HeLa and HepG2 cells were seeded into 12-well culture plates (1x105 cells/well). Following incubation at 37˚C for 24 h, FLuc mRNA lipoplexes (0.5 µg mRNA) were diluted in 1 ml of culture medium (EMEM and DMEM for HeLa and HepG2 cells, respectively) containing either 1 or 10 µM vorinostat (final mRNA concentration: 0.5 µg/ml) and added to the cells. At 24 h post-transfection, Luc activity (cps/µg protein) was quantified, as described in the previous section.

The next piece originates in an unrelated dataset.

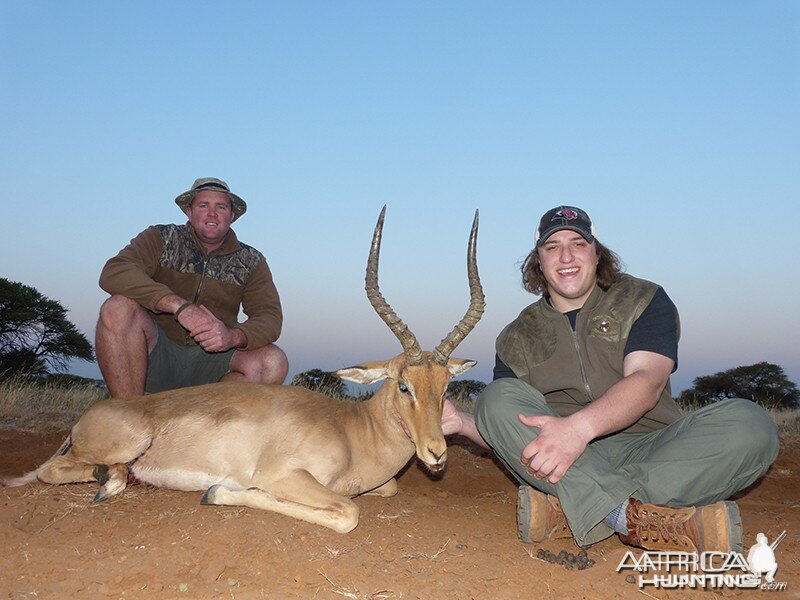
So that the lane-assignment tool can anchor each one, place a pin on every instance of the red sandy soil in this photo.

Effect of vorinostat on EGFP expression in HeLa and HepG2 cells following transfection with EGFP mRNA lipoplexes

HeLa and HepG2 cells were seeded in 12-well culture plates (1x105 cells/well). Following incubation at 37˚C for 24 h, EGFP mRNA lipoplexes (0.5 µg mRNA) were diluted in 1 ml of culture medium (EMEM and DMEM for HeLa and HepG2 cells, respectively) supplemented with either 1 or 10 µM vorinostat (final mRNA concentration: 0.5 µg/ml) and subsequently introduced to the cells. At 24 h post-transfection, EGFP expression in the cells was observed through fluorescence microscopy, as previously described (8).

Animals

All animal experiments were conducted in accordance with the Guidelines outlined in the Guide for the Care and Use of Laboratory Animals (16), adopted by the Institutional Animal Care and Use Committee of Hoshi University (Tokyo, Japan). Ethical approval was obtained from the Institutional Animal Care and Use Committee of Hoshi University (approval number: P23-108).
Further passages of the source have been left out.